I can hear you.  Can you hear me?

You do hear me.  Christ, after all these years someone can hear me.  There’s so much I want to say.  Where do I start?

What can I tell you about death?

Well, there are worse things in this world.  I know that now.  The fear of death, of the unknown, is more terrifying than death itself.  Fear is a leech, a vampire, feeding off of our dreams.  But fear drinks something more precious than our blood. 

It steals our time.

Am I a ghost?

I never believed in ghosts when I was alive.  I couldn’t see them, so they couldn’t be real, right?  How finite my vision was then.  I wasted so much of my life.  Now I’m left with only my spirit, hungry to regain what I have lost.  Where is this God mankind has been singing praises to for centuries?  I haven’t seen him.  Maybe he doesn’t exist either.

But I do.

So what if there is nothing beyond the door, on the other side, or whatever poetry you might assign to this purgatory where I hunger for life and yet I’m unable to taste it.  I am trapped.  There are no great horns of heaven calling me home.  No pure white light welcoming me into its warmth.  There’s nothing for me now.

Except regret.

Regret over all I lost, all I could have been.  Regret that I let fear run my life, instead of following my dreams.  Fear abandoned me, leaving me alone with regret as my mistress, and her arms are cold.  Her embrace is far too tight, painful, and her touch makes me want to scream, only to find I have no body to give my woes a voice.

Do I feel pain?

I am pain now.  I have no physical body to feel it, but I linger here cold and alone.  I can envision no greater pain than this existence I endure.  I miss my family.  I want to see my children.  I want to tell them to live, really live every single day, and to look for magic in the world.  I want to tell them to listen to the music that life offers and embrace it.  I hope they never let doubt creep into their hearts.  Doubt is like a cancer eating away the beauty of everyday life.  Each day is a gift, not to be earned or won, but cherished and loved.  Moonlight, stars, sunsets, sunrises, a bird’s song, a flower’s bloom, a child’s laughter, there’s magic in everything if you can allow yourself to see it.  Scientists try to explain the process behind each phenomenon, but don’t let them steal the glorious magic from the moment.  Reach out and grab it, experience it.  I hope my children take the time to watch a sunset, touch the morning dew on a flower petal, love their children, and life, and all the miracles that come with it.

Where is my family now?

I wish I knew.  My wife died not long after I did.  Her blood is still on my hands, even though I can’t see them anymore.  I made so many mistakes.  I wish I could go back and make things right.  I tried to beg for her forgiveness, but the agony of this existence is, she never heard me.

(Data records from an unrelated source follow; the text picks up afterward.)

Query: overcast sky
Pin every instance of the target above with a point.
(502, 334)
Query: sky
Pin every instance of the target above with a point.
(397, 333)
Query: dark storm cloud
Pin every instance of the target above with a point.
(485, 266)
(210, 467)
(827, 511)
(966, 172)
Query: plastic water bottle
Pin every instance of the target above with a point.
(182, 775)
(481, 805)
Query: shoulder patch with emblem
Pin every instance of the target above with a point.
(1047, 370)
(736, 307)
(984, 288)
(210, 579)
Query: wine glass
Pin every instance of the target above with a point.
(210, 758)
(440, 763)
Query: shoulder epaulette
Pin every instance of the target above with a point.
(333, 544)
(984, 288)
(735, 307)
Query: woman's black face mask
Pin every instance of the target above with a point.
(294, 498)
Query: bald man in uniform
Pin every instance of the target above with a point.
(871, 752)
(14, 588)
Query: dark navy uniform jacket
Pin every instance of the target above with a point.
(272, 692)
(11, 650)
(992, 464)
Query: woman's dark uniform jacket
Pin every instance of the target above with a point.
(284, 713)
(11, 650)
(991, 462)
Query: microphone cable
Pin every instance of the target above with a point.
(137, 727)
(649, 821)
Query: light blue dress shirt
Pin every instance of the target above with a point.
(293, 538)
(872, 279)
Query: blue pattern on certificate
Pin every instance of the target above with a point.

I really didn’t deserve her forgiveness.  I still don’t.  But I need it.  I yearn for it.

She refused to believe what the police told her about my death.  She couldn’t accept that the father of her children had been shot down by a drug dealer.  I still love her for that faith in me.  Although many doctors told us over the years that her heart muscle was damaged and weakening, she still had twice as much heart as most people.  Maybe more.  She deserved so much better than I ever gave her.

She looked beautiful the night she finished boxing up my things in the office.  I wished I could still smell her.  My wife had a certain scent, clean and beautiful like morning itself.  It wasn’t cologne from a bottle, it was just her.

She stared down at the box and finally picked up one of my CDs.  I used to be a composer.  We never lived like kings, but I made a living.  I wrote mostly commercial jingles that I hated.  I think that was the beginning of the end for me.  My dream was to write a symphony that would live on well after I was gone.  But somewhere along the way I gave up my dream.  I let fear and doubt steal my soul.  The drug habit came later.  It numbed the pain.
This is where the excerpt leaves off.